We must stop in Batu Gajah, I say. And my Singaporean travelling companions on our drive north along peninsular Malaysia’s west side go, Hmm.
I was driving so I could decide, and we turned off the expressway onto the old road towards Batu Gajah, in the state of Perak. We did not go to the town itself, with its small collection of colonial buildings, a church and graveyard I’ll look for another time.
Kellie’s Castle was where I wanted to go and planned to stay no more than 30 minutes because lunch was waiting for us in the coffeeshops of Ipoh’s old town.
Well just look at it.


I’d been just once before, with my children when they were small and didn’t mind where I drove them. Kellie’s Castle is simply a bizarre sight that emerges out of nowhere, but there’s quite a story behind the ruins of what might have been a grand leftover from colonial times.
The short version, taken off posters on the castle wall and various websites for visitors goes something like this:

1890: Twenty-year-old William Kellie Smith arrives in Malaya from Kellas, near Dallas in Scotland, to work as a civil engineer. He makes his fortune in business, construction, rubber and tin mining.
1903: He marries Agnes, an heiress. Some accounts say she was his childhood sweetheart, others say he met her on a ship and wooed her in a hurry. He brings her to Perak’s Kinta Valley, and they are part of the tiny community of colonials living in and around Batu Gajah. There are fewer than 10 white women.
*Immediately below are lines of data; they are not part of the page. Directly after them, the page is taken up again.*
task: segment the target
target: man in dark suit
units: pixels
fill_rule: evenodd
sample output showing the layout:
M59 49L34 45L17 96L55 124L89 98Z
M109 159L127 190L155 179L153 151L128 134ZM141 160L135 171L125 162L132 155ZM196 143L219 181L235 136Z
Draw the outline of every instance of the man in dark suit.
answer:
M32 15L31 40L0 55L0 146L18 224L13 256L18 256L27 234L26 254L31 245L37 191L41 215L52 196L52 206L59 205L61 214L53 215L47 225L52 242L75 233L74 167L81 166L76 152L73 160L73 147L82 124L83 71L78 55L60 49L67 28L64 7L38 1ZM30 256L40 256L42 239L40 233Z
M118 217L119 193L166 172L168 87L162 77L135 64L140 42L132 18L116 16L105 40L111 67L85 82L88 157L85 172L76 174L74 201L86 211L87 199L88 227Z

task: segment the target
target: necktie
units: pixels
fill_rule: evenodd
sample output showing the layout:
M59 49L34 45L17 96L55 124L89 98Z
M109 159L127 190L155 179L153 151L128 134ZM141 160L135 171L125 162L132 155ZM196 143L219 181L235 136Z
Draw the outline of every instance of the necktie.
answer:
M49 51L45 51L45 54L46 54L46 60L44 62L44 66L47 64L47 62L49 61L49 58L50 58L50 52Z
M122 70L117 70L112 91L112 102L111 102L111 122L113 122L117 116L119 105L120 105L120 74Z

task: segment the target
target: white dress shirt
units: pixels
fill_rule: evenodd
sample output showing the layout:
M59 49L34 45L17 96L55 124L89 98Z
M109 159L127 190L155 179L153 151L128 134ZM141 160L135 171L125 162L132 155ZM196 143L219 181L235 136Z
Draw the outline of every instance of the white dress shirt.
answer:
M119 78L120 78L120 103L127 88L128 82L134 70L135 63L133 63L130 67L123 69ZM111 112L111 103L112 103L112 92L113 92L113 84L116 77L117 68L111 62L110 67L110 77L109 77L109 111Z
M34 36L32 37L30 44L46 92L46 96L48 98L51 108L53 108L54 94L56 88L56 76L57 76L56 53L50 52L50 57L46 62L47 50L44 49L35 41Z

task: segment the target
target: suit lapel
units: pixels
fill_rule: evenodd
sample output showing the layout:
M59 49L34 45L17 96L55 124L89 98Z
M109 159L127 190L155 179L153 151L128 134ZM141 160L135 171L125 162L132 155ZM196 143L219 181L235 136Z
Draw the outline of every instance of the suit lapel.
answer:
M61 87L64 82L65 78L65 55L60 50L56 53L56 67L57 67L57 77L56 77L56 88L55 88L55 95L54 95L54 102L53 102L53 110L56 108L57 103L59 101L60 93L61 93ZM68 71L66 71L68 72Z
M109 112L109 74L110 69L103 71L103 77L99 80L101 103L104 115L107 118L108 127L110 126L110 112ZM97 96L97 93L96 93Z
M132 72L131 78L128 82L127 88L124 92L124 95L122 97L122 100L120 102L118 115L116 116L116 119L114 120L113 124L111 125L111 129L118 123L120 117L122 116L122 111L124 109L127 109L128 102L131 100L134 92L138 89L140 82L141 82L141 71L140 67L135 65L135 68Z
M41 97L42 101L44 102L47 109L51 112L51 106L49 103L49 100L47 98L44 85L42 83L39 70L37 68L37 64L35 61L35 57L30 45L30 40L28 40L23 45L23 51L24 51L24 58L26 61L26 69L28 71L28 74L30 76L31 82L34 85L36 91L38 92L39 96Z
The couple have a daughter, Helen, and live in Kellas House, the home Kellie built. When Agnes gives birth to Anthony 11 years later, Kellie decides the house won’t do now that he has a son and heir.

1915: Kellie decides to build a mansion on the hill like no other. He wants a castle, no less, with Scottish, Moorish and Indian features in the architecture. Work begins in 1915 and it takes a while because the plans are so grand. Then his Indian labourers are struck by a deadly flu and pause to build a Hindu temple to appease the gods. Kellie’s fortunes also swing over the years.

1926: Tragedy. On a short trip to Lisbon, Portugal, Kellie is struck down by pneumonia and dies, aged 56. Agnes can find no reason to remain in Malaya and returns to Scotland with her children. Work on the unfinished castle halts, and the place remains abandoned and ignored for decades.
Then, I’m not sure when, the ruins of Kellie’s Castle and Kellas House next door were discovered and became news again. I vaguely recall a story in the old Asia Magazine that used to come free with The Sunday Times when I was growing up in Kuala Lumpur, about the Scotsman who dreamed of having a castle smack in the middle of Malaya and how the ruins of the uncompleted project were gradually overrun by forest and undergowth.

It took a little more time before someone saw the potential for an unlikely tourist attraction, a movie location, a backdrop for wedding photographs. When my children and I visited, it was not long after the 1999 remake of Anna and the King was shot in the area, starring Chow Yun-Fat and Jodie Foster. The movie’s elaborate palace sets built nearby were a Must See, even though the fixtures and trimmings were already coming off their plywood backing.
To explore the castle, my children and I just jumped out of the car and went up the hill. Today the place is a lot more organised for tourists. There’s a man who collects a fee when you park your car, and you have to buy tickets to enter the castle grounds.
They’ve done up some rooms in the castle with somewhat shabby furniture and there’s an artist’s impression of what the building might have looked like if it had been completed.
Half an hour is long enough to walk through the place, peek into the rooms, look out the windows, clamber up to the roof where you can take in the views and wonder at the things men do. Thirty minutes more will let you wander through the remains of Kellas House behind.


Poor Kellie dreamed big but did not live to complete his castle and play host at his first show-off party to celebrate his accomplishments as an adventurer who had succeeded in the tropics, married well and sired a daughter and an heir. How that would have signaled to everyone that he had arrived.
Instead, for years afterwards people would look at the remains of the incomplete building, so grandiose and out of place in this quiet corner of Perak, and they would call it Kellie’s Folly.
Some swear the place is haunted, with reported sightings of Kellie, his wife Agnes and daughter Helen. Sometimes the scent of burning incense would waft mysteriously within its halls, they say.
But perhaps those are just stories to draw visitors off the expressway to pause and gawk at the curiousness of it all, to pose for pictures and ask: Hey, what is this place?